Understanding Streaming LLM APIs: A Deep Dive into Server-Sent Events and HTTP POST Requests

Tools & Engineering

The Engineer

27 Sept 2024 · 2 min read

Explore the technical intricacies behind streaming Large Language Model APIs, focusing on server-sent events and HTTP POST requests, and learn how real-time communication powers interactive AI applications.

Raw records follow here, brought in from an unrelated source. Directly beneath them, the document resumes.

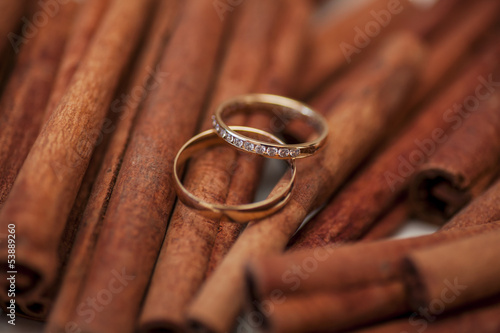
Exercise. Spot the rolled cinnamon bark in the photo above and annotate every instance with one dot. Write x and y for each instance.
(10, 20)
(336, 42)
(476, 318)
(362, 114)
(453, 41)
(354, 209)
(327, 311)
(463, 166)
(134, 225)
(27, 92)
(59, 157)
(451, 275)
(483, 209)
(325, 268)
(86, 23)
(145, 79)
(277, 78)
(190, 237)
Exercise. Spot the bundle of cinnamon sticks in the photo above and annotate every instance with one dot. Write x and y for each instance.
(98, 96)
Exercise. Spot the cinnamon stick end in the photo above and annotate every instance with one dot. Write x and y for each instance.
(435, 197)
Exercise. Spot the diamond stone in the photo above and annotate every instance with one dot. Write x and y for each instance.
(238, 142)
(284, 152)
(294, 152)
(249, 146)
(260, 149)
(271, 151)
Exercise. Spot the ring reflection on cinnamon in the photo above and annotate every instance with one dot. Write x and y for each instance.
(235, 213)
(286, 110)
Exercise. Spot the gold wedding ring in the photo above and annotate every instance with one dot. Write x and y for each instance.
(286, 110)
(236, 213)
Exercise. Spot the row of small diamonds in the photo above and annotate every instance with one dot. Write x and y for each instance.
(249, 146)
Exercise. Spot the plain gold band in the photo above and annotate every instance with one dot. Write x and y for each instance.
(283, 107)
(235, 213)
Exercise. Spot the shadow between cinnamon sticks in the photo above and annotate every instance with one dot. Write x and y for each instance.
(190, 236)
(355, 208)
(342, 288)
(59, 157)
(21, 109)
(482, 317)
(465, 165)
(145, 79)
(142, 199)
(27, 93)
(278, 78)
(361, 113)
(368, 262)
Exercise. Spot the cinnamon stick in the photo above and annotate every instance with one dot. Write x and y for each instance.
(190, 236)
(483, 209)
(59, 157)
(386, 225)
(146, 80)
(353, 210)
(27, 92)
(343, 266)
(476, 318)
(362, 115)
(455, 273)
(136, 217)
(453, 41)
(278, 78)
(463, 167)
(10, 20)
(84, 28)
(332, 312)
(338, 42)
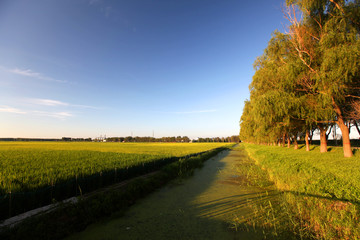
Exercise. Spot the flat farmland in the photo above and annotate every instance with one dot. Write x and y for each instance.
(25, 166)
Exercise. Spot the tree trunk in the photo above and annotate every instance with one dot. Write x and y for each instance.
(345, 137)
(296, 146)
(323, 142)
(307, 140)
(357, 127)
(288, 141)
(344, 130)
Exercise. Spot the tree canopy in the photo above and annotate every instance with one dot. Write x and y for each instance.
(308, 77)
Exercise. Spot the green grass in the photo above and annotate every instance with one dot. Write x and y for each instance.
(28, 165)
(321, 191)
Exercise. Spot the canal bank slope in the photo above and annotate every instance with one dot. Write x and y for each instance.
(200, 207)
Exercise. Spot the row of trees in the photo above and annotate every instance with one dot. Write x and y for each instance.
(307, 78)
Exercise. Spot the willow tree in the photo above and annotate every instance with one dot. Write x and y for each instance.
(327, 42)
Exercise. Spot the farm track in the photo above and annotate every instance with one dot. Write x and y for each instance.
(13, 221)
(200, 207)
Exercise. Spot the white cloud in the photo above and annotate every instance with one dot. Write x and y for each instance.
(32, 74)
(47, 102)
(92, 2)
(195, 111)
(55, 103)
(58, 115)
(11, 110)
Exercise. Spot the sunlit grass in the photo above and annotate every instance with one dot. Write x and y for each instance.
(321, 192)
(28, 165)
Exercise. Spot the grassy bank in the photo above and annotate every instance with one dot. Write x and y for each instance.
(321, 191)
(72, 218)
(34, 174)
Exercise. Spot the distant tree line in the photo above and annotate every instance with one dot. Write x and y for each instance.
(148, 139)
(234, 138)
(178, 139)
(307, 78)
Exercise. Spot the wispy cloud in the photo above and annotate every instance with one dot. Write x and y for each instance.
(58, 115)
(32, 74)
(8, 109)
(55, 103)
(194, 111)
(47, 102)
(92, 2)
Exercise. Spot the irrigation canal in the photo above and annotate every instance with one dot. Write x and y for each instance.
(200, 207)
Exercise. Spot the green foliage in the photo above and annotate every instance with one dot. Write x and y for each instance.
(68, 219)
(319, 199)
(36, 174)
(308, 76)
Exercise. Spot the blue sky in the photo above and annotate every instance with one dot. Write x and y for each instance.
(84, 68)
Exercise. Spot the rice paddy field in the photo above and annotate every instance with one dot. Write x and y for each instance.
(28, 165)
(38, 173)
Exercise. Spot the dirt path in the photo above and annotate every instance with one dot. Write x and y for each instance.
(200, 207)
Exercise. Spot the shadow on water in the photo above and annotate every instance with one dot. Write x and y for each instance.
(200, 207)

If you've been diving into the world of Large Language Models (LLMs), you might have noticed that many hosted LLM providers offer streaming APIs. These APIs allow for real-time data transmission, which is crucial for applications like chatbots or interactive systems where immediate responses are essential. In this article, we’ll explore how these streaming APIs work under the hood and provide a practical example using OpenAI’s GPT-4o Mini.

The General Pattern

Most of the LLM providers I looked at follow a similar pattern when it comes to their HTTP streaming APIs. They return data with a content-type: text/event-stream header, which aligns with the server-sent events (SSE) mechanism. The data is streamed in blocks separated by \r\n\r\n, and each block contains a data: line with JSON content. Some providers, like Anthropic, also include an event: line to specify the event type.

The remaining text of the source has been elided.